Autor: Franz Barthel

Würzburg, Montag, 26. August 2013

Ein 23-Jähriger muss für zwei Jahre und sechs Monate hinter Gitter. Er hatte seine Kunden mit verschreibungspflichtigen und nicht zugelassenen Anabolika versorgt.


Mindestens 40 Kunden aus dem Kraftsport- und Fitnessbereich in Deutschland und Österreich hat ein 23-Jähriger aus Würzburg mit verschreibungspflichtigen Muskelmachern versorgt . Nun stand der Mann vor dem Würzburger Amtsgericht.
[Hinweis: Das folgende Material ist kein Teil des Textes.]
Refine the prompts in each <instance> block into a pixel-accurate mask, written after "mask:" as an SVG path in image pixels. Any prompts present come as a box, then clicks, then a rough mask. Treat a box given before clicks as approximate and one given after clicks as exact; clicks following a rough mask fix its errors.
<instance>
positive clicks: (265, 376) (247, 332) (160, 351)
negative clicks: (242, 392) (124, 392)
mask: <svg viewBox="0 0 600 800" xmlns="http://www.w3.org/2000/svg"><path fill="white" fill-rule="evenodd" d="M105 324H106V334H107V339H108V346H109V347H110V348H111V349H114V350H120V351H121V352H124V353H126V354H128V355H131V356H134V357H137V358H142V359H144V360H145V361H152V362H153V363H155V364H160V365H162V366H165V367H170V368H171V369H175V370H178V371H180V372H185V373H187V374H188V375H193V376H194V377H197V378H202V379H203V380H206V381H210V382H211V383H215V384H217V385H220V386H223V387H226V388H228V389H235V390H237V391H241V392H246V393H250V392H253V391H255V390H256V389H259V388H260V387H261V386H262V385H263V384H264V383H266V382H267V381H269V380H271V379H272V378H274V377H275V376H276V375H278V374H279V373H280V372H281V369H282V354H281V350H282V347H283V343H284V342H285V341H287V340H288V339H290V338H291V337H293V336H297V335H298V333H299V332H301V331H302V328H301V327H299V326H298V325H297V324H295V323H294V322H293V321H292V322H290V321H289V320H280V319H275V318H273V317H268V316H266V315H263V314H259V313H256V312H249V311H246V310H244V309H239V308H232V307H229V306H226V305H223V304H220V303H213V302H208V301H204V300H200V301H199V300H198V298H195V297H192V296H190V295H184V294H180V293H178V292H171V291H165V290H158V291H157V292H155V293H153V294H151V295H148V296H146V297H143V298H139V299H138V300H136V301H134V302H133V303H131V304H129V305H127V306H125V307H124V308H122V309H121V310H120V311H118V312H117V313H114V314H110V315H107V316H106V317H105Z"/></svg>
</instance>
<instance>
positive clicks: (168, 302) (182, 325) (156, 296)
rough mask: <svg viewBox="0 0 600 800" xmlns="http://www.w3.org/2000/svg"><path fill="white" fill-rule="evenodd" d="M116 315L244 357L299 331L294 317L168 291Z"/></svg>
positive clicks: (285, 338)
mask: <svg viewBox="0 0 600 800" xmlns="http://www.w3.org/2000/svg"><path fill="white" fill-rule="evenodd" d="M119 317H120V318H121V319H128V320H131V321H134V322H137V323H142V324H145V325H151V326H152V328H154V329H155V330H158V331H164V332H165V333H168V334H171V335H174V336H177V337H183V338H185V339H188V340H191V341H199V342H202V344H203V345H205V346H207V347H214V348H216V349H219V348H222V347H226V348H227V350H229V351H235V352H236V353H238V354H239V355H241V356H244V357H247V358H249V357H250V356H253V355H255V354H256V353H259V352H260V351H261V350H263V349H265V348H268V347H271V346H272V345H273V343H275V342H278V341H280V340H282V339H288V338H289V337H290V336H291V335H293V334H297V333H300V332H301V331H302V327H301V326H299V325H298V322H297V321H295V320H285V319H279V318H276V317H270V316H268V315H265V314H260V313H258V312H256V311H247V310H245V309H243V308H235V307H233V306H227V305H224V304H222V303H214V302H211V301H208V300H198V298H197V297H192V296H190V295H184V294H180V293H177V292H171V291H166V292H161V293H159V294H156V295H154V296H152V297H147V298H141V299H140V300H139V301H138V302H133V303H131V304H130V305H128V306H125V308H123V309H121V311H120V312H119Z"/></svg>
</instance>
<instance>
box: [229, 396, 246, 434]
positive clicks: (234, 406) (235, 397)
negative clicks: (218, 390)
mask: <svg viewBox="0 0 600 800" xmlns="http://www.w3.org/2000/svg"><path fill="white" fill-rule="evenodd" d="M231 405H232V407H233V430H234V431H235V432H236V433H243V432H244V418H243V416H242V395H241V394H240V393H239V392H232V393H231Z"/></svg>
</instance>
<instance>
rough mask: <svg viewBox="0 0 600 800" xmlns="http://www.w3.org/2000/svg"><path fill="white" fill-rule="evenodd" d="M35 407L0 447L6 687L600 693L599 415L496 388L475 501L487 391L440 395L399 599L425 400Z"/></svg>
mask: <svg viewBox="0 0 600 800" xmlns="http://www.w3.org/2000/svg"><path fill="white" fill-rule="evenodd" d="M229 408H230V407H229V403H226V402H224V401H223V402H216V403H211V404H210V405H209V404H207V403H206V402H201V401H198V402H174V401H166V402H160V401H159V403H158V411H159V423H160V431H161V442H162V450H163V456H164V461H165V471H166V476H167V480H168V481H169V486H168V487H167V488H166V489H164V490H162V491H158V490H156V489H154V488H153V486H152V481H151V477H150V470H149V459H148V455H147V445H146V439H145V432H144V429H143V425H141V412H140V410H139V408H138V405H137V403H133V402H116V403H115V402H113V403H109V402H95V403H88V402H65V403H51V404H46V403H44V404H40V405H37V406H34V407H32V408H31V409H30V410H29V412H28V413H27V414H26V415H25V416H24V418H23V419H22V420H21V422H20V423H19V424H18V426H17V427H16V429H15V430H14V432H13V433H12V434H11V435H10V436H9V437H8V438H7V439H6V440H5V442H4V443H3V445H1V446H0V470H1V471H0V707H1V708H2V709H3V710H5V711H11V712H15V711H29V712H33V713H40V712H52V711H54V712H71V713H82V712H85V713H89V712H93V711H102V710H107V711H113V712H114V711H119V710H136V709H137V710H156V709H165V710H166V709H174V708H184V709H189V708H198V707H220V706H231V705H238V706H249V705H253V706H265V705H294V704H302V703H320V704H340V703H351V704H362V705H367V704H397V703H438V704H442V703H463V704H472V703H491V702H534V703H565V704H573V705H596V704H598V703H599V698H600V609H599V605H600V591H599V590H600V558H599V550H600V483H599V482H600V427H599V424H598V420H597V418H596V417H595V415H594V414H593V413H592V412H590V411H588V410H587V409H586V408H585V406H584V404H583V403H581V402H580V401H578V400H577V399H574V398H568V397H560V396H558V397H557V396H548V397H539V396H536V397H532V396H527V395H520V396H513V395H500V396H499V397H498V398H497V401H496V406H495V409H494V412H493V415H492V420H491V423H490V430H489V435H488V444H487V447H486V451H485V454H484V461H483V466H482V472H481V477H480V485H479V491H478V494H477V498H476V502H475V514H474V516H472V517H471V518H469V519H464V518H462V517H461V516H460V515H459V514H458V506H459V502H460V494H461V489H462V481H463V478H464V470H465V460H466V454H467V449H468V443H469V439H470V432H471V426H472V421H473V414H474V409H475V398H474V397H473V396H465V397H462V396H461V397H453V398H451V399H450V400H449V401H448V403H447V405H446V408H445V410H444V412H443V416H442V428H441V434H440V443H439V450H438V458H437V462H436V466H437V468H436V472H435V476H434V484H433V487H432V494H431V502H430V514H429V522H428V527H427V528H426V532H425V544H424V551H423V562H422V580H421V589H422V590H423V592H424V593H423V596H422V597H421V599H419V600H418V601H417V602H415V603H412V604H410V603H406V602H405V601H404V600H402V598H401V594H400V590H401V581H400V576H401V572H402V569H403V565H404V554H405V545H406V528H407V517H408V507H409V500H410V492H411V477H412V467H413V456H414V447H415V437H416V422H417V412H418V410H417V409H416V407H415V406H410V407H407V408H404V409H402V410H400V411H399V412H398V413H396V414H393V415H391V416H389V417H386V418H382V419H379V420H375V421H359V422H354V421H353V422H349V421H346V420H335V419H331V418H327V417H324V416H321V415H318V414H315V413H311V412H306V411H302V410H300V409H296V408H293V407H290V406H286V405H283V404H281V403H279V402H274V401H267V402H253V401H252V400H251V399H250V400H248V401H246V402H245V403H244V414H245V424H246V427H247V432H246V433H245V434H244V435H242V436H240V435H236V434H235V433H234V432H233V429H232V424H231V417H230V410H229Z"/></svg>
Im Angebot hatte der junge Mann auch Medikamente gegen eine gefürchtete Nebenwirkung der Anabolika: den schleichenden Leistungsabfall unterhalb der Gürtellinie bis zu massiven Erektionsstörungen. Der Jung- Unternehmer, früher selbst im Kraftsport tätig und Konsument einschlägiger Mittel, ist vom Amtsgericht Würzburg unter anderem wegen "gewerbsmäßigem Inverkehrbringen von Arzneimitteln zu Dopingzwecken im Sport" zu einer Freiheitsstrafe von zwei Jahren und sechs Monaten verurteilt worden.


Verschreibungspflichtig

Der 23-Jährige, ohne erlernten Beruf und legalen Job, mit Mitgliedskarte bei einem Fitness-Club und einem Solarium, distanziert sich inzwischen von Doping im Sport und hält seinen Handel mit verschreibungspflichtigen Präparaten und anderen, die wegen ihrer leberschädigenden Wirkung in Deutschland überhaupt nicht mehr zugelassen sind, für eine "Jugendsünde". Damit habe er ohne großen Aufwand einen flotten Lebensstil finanziert. Allerdings verstehe er nicht, sagte der Angeklagte, warum man dafür hinter Gitter geschickt wird, während andere trotz ebenfalls gesundheitsschädigender Folgen unbegrenzt mit Alkohol und Zigaretten handeln dürfen. Auf die Diskussion ließ sich der Vorsitzende Richter Thomas Behl allerdings nicht ein.


Schon einmal Strafbefehl

Der Angeklagte hatte während seiner aktiven Zeit als Kraftsportler einen Strafbefehl erhalten, weil Anabolika bei ihm sichergestellt worden waren, doch die damals ausgesprochene Geldstrafe hat er nicht als Warnschuss verstanden. Als er aufhörte, sich im Fitnessstudio zu quälen, fing er über einschlägige Internet-Foren mit dem Handel an. Dass er im Auftrag eines serbischen Großhändlers als sogenannter "Reseller" Bestellungen abwickelte, nahm ihm das Gericht nicht ab Er habe nachweislich selbst Kunden akquiriert , die Preise festgesetzt und den Vertrieb unter Einbeziehung ahnungsloser Familienangehöriger gesteuert. Dabei ging es um weit über 5000 Ampullen Testosteron und viele Tausend Anabolika-Tabletten.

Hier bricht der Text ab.